Table 11 Average execution time in seconds to compute \(\textit{SMR}_{LP}(A,B,{\mathcal W})\) using the linear programming solver, varying \(\textit{dim}({\mathcal W})\) and \(|B|\). \(A\) is a set of 100 undominated elements and \(B\subset A\). \(A\) and \(B\) are randomly generated for each repetition of the experiment
Table 12 Average execution time in seconds to compute \(\textit{SMR}_{EP}(A,B,{\mathcal W})\) using the extreme points of the epigraph, varying \(\textit{dim}({\mathcal W})\) and \(|B|\). \(A\) is a set of 100 undominated elements and \(B\subset A\). \(A\) and \(B\) are randomly generated for each repetition of the experiment

14 Discussion

We defined natural notions of equivalence and dominance for a general model of sets of multi-attribute utility, and proved general properties. Computationally we focused especially on the linear (weighted sum) case and we proved that there is a unique setwise-minimal equivalent subset of any (equivalence-free) set of utility vectors \(A\). This set then equals the set of possibly strictly optimal alternatives \(\mathrm{PSO}(A)\), and is a compact representation of the utility function for \(A\), giving the utility achievable with \(A\) for each scenario. We show that filtering a query with the \(\mathrm{PSO}\) operator avoids the potential of inconsistency in the user response. Along with pre-processing techniques we developed a linear programming method for generating \(\mathrm{PSO}(A)\), and a method based on computing the extreme points of the epigraph of the utility function (EEU), as well as related methods for testing dominance. We implemented the approaches and our testing on random problems showed that both methods scaled to substantially sized problems, with the EEU method being better for lower dimensions. Our methods can be directly applied to reduce the set of utility vectors derived for a multi-objective influence diagram [41] or a multi-objective optimisation problem [42].

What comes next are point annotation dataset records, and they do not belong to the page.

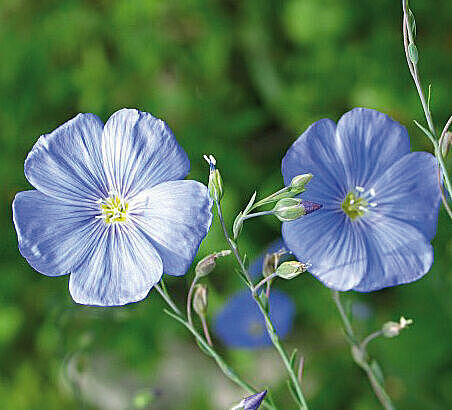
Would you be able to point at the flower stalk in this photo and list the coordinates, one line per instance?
(269, 325)
(175, 313)
(360, 356)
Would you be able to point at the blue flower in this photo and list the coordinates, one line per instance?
(380, 203)
(240, 324)
(109, 207)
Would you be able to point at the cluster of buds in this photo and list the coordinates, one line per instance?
(207, 264)
(392, 329)
(291, 269)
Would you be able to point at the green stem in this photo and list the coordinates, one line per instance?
(225, 368)
(360, 355)
(270, 328)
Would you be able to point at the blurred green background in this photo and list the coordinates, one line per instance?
(241, 80)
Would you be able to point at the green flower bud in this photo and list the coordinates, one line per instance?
(288, 209)
(207, 264)
(215, 181)
(200, 300)
(392, 329)
(299, 182)
(291, 269)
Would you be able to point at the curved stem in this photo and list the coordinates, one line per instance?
(225, 368)
(189, 300)
(361, 359)
(270, 328)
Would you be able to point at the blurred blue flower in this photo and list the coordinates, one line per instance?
(380, 202)
(109, 207)
(240, 324)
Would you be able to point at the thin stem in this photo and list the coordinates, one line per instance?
(232, 245)
(369, 338)
(228, 371)
(205, 329)
(270, 328)
(360, 359)
(189, 300)
(263, 281)
(166, 297)
(408, 39)
(263, 213)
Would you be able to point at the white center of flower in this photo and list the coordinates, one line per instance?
(113, 209)
(357, 202)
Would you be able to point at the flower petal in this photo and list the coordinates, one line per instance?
(397, 253)
(409, 191)
(53, 235)
(332, 244)
(120, 269)
(176, 216)
(67, 163)
(140, 151)
(370, 142)
(316, 151)
(241, 324)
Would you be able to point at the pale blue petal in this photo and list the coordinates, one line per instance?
(370, 142)
(67, 163)
(176, 216)
(396, 253)
(409, 191)
(120, 269)
(241, 324)
(53, 235)
(316, 151)
(140, 151)
(332, 244)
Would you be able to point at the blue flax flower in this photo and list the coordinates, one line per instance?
(109, 207)
(240, 324)
(380, 202)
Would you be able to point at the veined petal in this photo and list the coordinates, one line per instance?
(409, 191)
(397, 253)
(140, 151)
(370, 142)
(120, 269)
(316, 152)
(176, 216)
(67, 163)
(332, 244)
(53, 235)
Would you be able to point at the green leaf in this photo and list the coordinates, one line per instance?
(238, 225)
(376, 369)
(412, 53)
(250, 204)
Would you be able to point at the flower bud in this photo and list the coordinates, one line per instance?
(289, 209)
(215, 181)
(200, 300)
(392, 329)
(291, 269)
(299, 182)
(253, 402)
(207, 264)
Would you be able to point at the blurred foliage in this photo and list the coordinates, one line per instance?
(241, 80)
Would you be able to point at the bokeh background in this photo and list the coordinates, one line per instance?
(241, 80)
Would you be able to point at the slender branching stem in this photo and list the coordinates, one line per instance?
(265, 281)
(189, 300)
(270, 328)
(360, 355)
(175, 313)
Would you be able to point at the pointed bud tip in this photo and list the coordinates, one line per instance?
(310, 206)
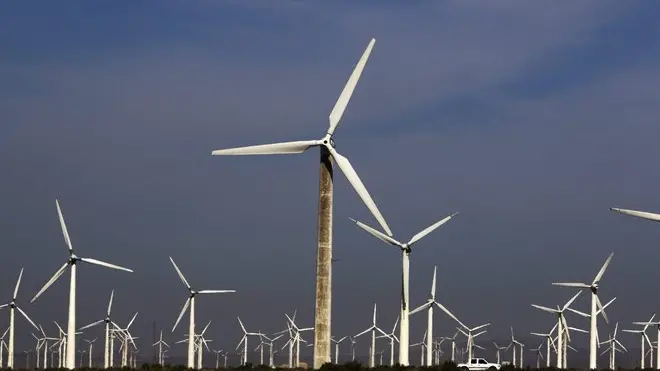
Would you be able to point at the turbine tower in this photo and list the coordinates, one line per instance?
(595, 306)
(429, 319)
(71, 263)
(12, 307)
(406, 248)
(191, 302)
(324, 248)
(561, 327)
(373, 328)
(107, 321)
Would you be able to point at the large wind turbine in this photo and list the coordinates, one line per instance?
(107, 321)
(72, 263)
(191, 302)
(12, 305)
(324, 248)
(561, 326)
(595, 306)
(406, 248)
(429, 319)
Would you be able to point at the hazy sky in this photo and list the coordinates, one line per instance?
(530, 119)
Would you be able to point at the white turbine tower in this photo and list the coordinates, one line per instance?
(244, 340)
(12, 307)
(107, 321)
(72, 263)
(324, 247)
(406, 249)
(429, 318)
(191, 302)
(160, 344)
(561, 326)
(595, 306)
(644, 337)
(337, 342)
(392, 339)
(373, 328)
(548, 342)
(91, 343)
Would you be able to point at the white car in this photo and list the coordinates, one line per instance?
(478, 364)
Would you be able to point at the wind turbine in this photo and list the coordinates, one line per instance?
(406, 249)
(191, 302)
(638, 214)
(548, 342)
(126, 336)
(613, 345)
(429, 318)
(12, 306)
(270, 342)
(657, 354)
(373, 328)
(160, 344)
(497, 350)
(324, 248)
(297, 339)
(107, 321)
(470, 336)
(453, 345)
(337, 342)
(539, 356)
(392, 339)
(595, 306)
(244, 340)
(3, 345)
(561, 326)
(91, 343)
(644, 337)
(72, 263)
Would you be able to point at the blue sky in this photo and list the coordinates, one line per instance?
(530, 119)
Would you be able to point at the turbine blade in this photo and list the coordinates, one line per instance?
(183, 310)
(546, 309)
(433, 283)
(572, 284)
(284, 148)
(51, 281)
(601, 309)
(345, 96)
(380, 235)
(602, 269)
(420, 308)
(214, 291)
(359, 187)
(430, 229)
(578, 312)
(27, 318)
(65, 232)
(91, 325)
(568, 303)
(241, 323)
(131, 322)
(639, 214)
(18, 283)
(450, 314)
(178, 271)
(104, 264)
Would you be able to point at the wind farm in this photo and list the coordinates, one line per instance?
(524, 233)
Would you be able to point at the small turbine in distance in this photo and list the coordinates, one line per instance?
(71, 263)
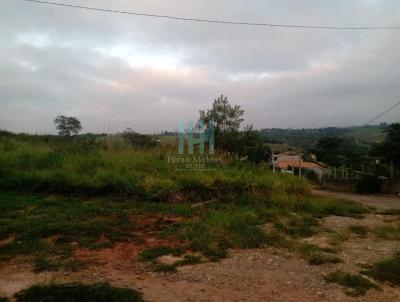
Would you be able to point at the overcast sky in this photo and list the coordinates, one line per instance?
(115, 71)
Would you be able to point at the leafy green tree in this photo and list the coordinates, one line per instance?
(67, 126)
(138, 140)
(226, 119)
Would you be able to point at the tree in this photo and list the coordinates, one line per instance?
(390, 147)
(67, 126)
(137, 140)
(226, 120)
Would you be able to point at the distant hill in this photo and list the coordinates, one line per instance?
(309, 137)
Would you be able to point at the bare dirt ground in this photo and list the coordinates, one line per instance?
(380, 201)
(268, 274)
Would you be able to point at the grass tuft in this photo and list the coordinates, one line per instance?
(386, 271)
(356, 284)
(77, 292)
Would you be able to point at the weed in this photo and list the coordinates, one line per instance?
(297, 225)
(356, 284)
(101, 292)
(388, 231)
(386, 271)
(359, 230)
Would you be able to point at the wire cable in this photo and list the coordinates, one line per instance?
(380, 114)
(298, 26)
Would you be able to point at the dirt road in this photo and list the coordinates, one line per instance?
(379, 201)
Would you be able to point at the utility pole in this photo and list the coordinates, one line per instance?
(300, 165)
(273, 161)
(391, 169)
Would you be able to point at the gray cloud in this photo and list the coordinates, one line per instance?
(115, 71)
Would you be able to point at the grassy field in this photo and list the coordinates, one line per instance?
(58, 196)
(85, 193)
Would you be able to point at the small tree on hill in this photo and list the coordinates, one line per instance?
(67, 126)
(226, 119)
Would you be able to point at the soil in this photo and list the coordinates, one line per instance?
(268, 274)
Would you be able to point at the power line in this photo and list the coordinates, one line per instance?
(380, 114)
(214, 20)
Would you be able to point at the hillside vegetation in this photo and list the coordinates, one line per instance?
(87, 192)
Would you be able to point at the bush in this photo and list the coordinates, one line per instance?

Our experimental testing assumed inputs in which the sets \(A\) are represented explicitly. In some situations, the sets are more naturally represented combinatorially, as a set of constraints or a SAT formula. However, the fundamental properties that are the bases of our algorithms still apply, and these can enable the methods to be adapted for the linear convex case. Specifically, the minimal equivalent set corresponds with the set of possibly strictly optimal elements, and \(\mathrm{PSO}_{\mathcal W}\) is equal to \(\mathrm{MPO}_{\mathcal W}\) and satisfies Path Independence (by Proposition 8 and Corollaries 2 and 3). In particular, it would interesting to explore the use of AND/OR Branch-and-Bound algorithms, similar to those used for calculating the possibly optimal alternatives in [72]. The fact that \(\mathrm{PSO}_{\mathcal W}\) satisfies Path Independence and translation invariance means that it satisfies the additive decomposition property (see Proposition 1 of [72]), which is fundamental for the AND/OR B &B algorithms.

A further natural application of our model and methods is for computing the Value of Information [23] for a multi-objective influence diagram. Each observable variable generates a Value of Information function which is a utility function \(\textit{Ut}_A\), so different observable variables can be compared using the relation \(\succcurlyeq _{\forall \forall \exists }^{{\mathcal W}}\).

Although we focus especially on the case where \(f_w(\alpha )\) is linear in \(w\), which covers a wide range of important preference models, it would also be interesting to develop computational procedures for non-linear cases (such as quadratic utility models) based on our more general characterisation results, such as Theorems 3 and 4.